GOOD NEIGHBORS

“Don’t throw stones at your neighbors if your own windows are glass”-Ben Franklin

After thirty years in the foothills of the Blue Ridge, we still haven’t met a lot of the local folk.  We aren’t anti-social…oh…maybe we are.  Since retiring, we have gotten better at meeting our neighbors but the people around here, the “my family has lived here for one hundred and fifty years” people, are a little slow to “warm up” and will look at “foreigners” with a “jaundiced eye” until you’ve been in the area for a while.  After nearly thirty years, our church family still refers to us as the “new couple” that moved in across from the Runyon’s old place…and the Runyon’s haven’t lived here in a decade or more.

Our “original” across the road neighbors, Farrell and Libby Runyon, were “interesting” in every GOOD way you could use the word.  Retired Baptist missionaries to Africa, our Methodist friends characterized them as “good Baptist brethren.”  With over forty years spent in the southern and western areas of Africa, the Runyons were a fount of information, some that could be applied to the “Dark Corner” where we lived.

During a conversation taking place in the middle of Dr. Runyon’s pasture, he periodically would raise his hands above his head.  After the fourth or fifth time, I could not control my curiosity.  “Dr. Runyon, what are you doing?”  “Keeping the gnats out of my face.”  To emphasize, he raised his arms and sure enough, the gnats not only left his face but mine too…and hovered around his armpits.  I was impressed…and concerned over Dr. Runyon’s personal hygiene…and my own as I apply this “jewel” of knowledge during the hot, humid and gnat filled days of summer.

Dr. Runyon also had the ability to make me feel like a fool…an easy task?  A beekeeper, one of his little minions took offense to me bush hogging too close to their hive and nailed me right on my upper lip.  During the ensuing conversation, as my lip swelled out past my nose, I asked the good doctor how they dealt with the “African” killer bees we had heard was invading the southern United States.  His comment?  “You know Don, all bees in Africa are ‘African’.”  Really?  Silly me.

One morning, after an explosive, expletive-laced argument with Linda Gail the evening before, she met Dr. Runyon at our mailboxes.  Gently and with great tact he informed her that “You know, sound really travels well in this little valley.”  A somewhat puzzled Linda walked to the house contemplating the significance of his comment when the consequences of arguing in our backyard fell on her, and later me, with the weight of the proverbial “ton of bricks.”  Oh my, he heard everything we said.
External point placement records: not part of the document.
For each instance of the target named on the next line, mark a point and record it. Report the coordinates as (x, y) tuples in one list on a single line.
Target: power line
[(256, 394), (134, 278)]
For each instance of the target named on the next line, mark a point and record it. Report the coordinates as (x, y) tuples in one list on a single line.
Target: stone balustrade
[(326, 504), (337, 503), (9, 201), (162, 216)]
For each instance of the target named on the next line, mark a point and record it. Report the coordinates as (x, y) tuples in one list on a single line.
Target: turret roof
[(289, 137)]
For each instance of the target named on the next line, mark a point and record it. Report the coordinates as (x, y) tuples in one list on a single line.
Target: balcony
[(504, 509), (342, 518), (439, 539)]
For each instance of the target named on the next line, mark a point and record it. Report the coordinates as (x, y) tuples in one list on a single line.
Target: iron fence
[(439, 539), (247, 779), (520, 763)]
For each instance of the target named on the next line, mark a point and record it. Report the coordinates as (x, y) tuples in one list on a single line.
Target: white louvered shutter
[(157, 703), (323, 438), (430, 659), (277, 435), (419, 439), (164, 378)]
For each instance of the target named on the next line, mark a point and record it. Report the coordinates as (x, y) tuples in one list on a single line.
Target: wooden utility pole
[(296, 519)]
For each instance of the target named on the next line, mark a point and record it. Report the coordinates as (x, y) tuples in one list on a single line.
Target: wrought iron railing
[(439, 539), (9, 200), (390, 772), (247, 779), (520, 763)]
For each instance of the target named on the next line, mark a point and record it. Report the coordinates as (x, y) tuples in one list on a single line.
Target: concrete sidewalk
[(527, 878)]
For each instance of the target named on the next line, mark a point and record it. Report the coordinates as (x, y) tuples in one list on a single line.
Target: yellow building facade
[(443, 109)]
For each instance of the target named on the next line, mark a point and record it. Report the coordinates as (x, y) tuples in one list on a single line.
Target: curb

As good as the Runyons were, so was “Dodger,” but with “Dodger,” the ravages of an ill-lived life might have caught up with him.  He moved into a converted barn type building straight from Home Depot that was sitting in a clump of kudzu a quarter of a mile down Airline Road.  “Dodger” later moved his new girlfriend in and they cleared kudzu, planted flowers and attempted to build their little piece of the American Dream.  With no running water except what ran down the stream in front of their little mansion, they showered at the nearby park and used their outhouse for “other” needs.  Just like our mixed breed, Sassy Marie, Linda Gail adopted them but stopped short of inviting them into the yard to stay.

“Dodger” could be a fount of useful information…usually as it related to “folk” remedies and sometimes even better information if it was early in the day.  He taught us what to look for to treat poison ivy, jewelweed, a plant that grows almost as abundantly as poison ivy around our home.  He even brought Linda Gail a “tea” made from Yarrow to treat gastric issues.  We still use the jewelweed remedy but Linda Gail was a bit reluctant to try the Yarrow tea…as I was to sample his homebrew…smooooooooth.

“Dodger” had run out of luck and “gubment assistance” by the time we met and despite his best attempts, could not quite get his life together.  It wasn’t because he was lazy, the man worked harder than people who were being paid money…except when he was in his “cups.”  A former heavy equipment operator, his issues might have been the alcohol he made or begged off of his girlfriend and consumed at any time during the day or night.

I would say it was alcohol that betrayed his efforts.  “Dodger” had refined his inebriation to an art form, never “stumbling” drunk but not quite sober either.  When “not quite sober” he could talk the “horns off of a billy goat” and remember, I said he was always “not quite sober.”  I also don’t believe “Dodger” liked being told what to do even though he did do “handyman” projects for Linda Gail.  Seems she picks her part-time helpers according to who is the most interesting and needy.  I’m not sure what that says about me.

Hesiod, the Greek poet, once wrote, “A bad neighbor is a misfortune, as much as a good one is a blessing.”  We honestly don’t know about bad neighbors.